钟熙都还未说完,坐在皇后身边的韦贵人就直接打断了她的话,“从前只听说钟姑娘于书法一道上颇为精通,却不想什么时候也懂这些歌舞礼仪之道了?”
韦贵人特地咬重了“礼仪”二字,先前钟熙被钟贵人顶替了下去,可不就是因为一句“礼仪未周全”?韦贵人一向看不惯钟熙,第一次采选的时候,那趾高气昂的样子,韦贵人可也没少受她的气,如今又恬不知耻地跑到许都来,明眼人谁都瞧得出来,她是冲着陛下去的。
韦贵人出身将门,性子也是直来直去,最瞧不起钟熙这样的姑娘了,所以看到钟熙挤兑珊珊,也就没客气地回了过去。
钟熙慌了一下,可看到陛下的时候,便立刻挤出了眼泪,一副受了天大委屈的模样,还拿出了袖子里的一方帕子,“姐姐真的是误会妹妹了,我,我……”钟熙没有再说下去了。

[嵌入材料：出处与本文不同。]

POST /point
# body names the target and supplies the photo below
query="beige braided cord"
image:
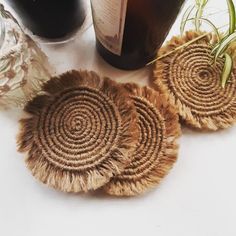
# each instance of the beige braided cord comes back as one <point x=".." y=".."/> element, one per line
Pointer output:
<point x="79" y="133"/>
<point x="192" y="83"/>
<point x="156" y="150"/>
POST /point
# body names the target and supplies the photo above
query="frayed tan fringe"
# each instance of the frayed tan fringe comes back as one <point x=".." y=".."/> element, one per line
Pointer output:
<point x="80" y="132"/>
<point x="156" y="150"/>
<point x="191" y="82"/>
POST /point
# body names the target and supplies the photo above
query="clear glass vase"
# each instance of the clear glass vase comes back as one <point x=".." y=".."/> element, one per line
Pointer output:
<point x="23" y="65"/>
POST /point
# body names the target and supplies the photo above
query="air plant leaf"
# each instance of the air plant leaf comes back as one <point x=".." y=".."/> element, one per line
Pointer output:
<point x="228" y="67"/>
<point x="224" y="45"/>
<point x="200" y="4"/>
<point x="232" y="16"/>
<point x="185" y="18"/>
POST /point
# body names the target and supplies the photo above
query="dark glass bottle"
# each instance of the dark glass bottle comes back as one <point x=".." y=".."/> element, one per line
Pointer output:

韦贵人冷哼了一声,想说什么,却被董贵人给拦住了,对她摇摇头。韦贵人没有再说,只是不想再看,索性撇过了头去,“这委屈的样子,是想哭给谁看啊!”
谁都知道,钟熙是想哭给陛下看的,所以皇后更是脸色不佳。
珊珊也不再理会,专心看着眼前的歌舞,轻歌曼舞,本就很容易让人心情愉悦。只是身后的皇子吃完了碟子里的梅花糕,抬起头来一脸的迷惑,“父皇,为什么那个姐姐在哭啊?”

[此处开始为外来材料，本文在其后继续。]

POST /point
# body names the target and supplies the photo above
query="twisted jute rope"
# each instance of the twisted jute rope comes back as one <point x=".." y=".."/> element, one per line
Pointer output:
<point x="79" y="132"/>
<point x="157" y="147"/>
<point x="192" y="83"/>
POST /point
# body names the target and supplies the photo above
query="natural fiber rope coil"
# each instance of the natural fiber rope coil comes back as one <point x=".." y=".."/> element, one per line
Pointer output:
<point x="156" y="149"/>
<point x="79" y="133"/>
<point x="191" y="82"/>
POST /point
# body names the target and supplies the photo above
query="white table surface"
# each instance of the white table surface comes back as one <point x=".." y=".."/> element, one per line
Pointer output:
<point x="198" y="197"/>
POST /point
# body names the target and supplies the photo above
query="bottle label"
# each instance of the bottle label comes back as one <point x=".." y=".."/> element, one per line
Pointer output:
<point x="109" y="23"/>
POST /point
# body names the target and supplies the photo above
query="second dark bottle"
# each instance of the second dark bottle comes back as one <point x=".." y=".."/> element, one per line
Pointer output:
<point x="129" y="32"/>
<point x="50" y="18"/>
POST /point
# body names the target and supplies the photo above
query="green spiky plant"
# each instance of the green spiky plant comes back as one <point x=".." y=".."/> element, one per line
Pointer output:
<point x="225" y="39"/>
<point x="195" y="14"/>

钟熙心中暗喜,果然这糕点收买小孩子还是很容易的。可是下一句话就差点让钟熙找个地洞钻起来。
“父皇,为什么姐姐要在脸上画两条黑线啊?”
古代的妆容是很容易花妆的,钟熙不过是流了两滴眼泪,那本来画在眼睛上的铜黛就晕开来了,那个样子可不就是像在脸上画了两条黑线吗?
珊珊差点没笑出声来,可是韦贵人已经忍不住笑了。
钟熙连忙掏出腰间的小铜镜来对着自己的脸轻轻擦拭,生怕坏了妆容。
钟熙暗自懊恼,这妆容可是她花了大价钱请人画的,她平日里是没有画这些的习惯,自然就忘记了铜黛是不可以沾水的。她越是小心擦拭,这妆容就花得越快。果然啊,这人要是不作死就真的不会死。

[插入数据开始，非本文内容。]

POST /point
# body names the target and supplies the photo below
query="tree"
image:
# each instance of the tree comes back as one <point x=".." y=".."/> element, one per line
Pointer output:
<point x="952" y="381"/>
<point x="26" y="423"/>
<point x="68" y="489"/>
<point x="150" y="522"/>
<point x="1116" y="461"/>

众人都等着看好戏,钟熙也是紧张得手忙脚乱,脸火辣辣的通红。正当她以为自己没有希望的时候,忽然有人递了一块帕子给她,“擦擦吧!”
钟熙抬头,是刘协。
“一个姑娘家大庭广众之下哭,不大合适。”刘协侧头对钟贵人道,“扶你姐姐先回去休息吧!”
钟熙娇羞道,“是,谢陛下!”
刘协“嗯”了一声,背着手走到了歌姬的面前,“你是洛阳人?”
歌姬点点头,听见刘协提到洛阳,神色颇有些凄苦,“是,妾身原是洛阳人,只因为战乱逃难,不得已离乡。承蒙陛下怜悯,能够侍奉宫中。”
刘协喃喃道,“洛阳。是啊,洛阳。”良久,刘协指着歌姬道,“你,唱得极好,赏!”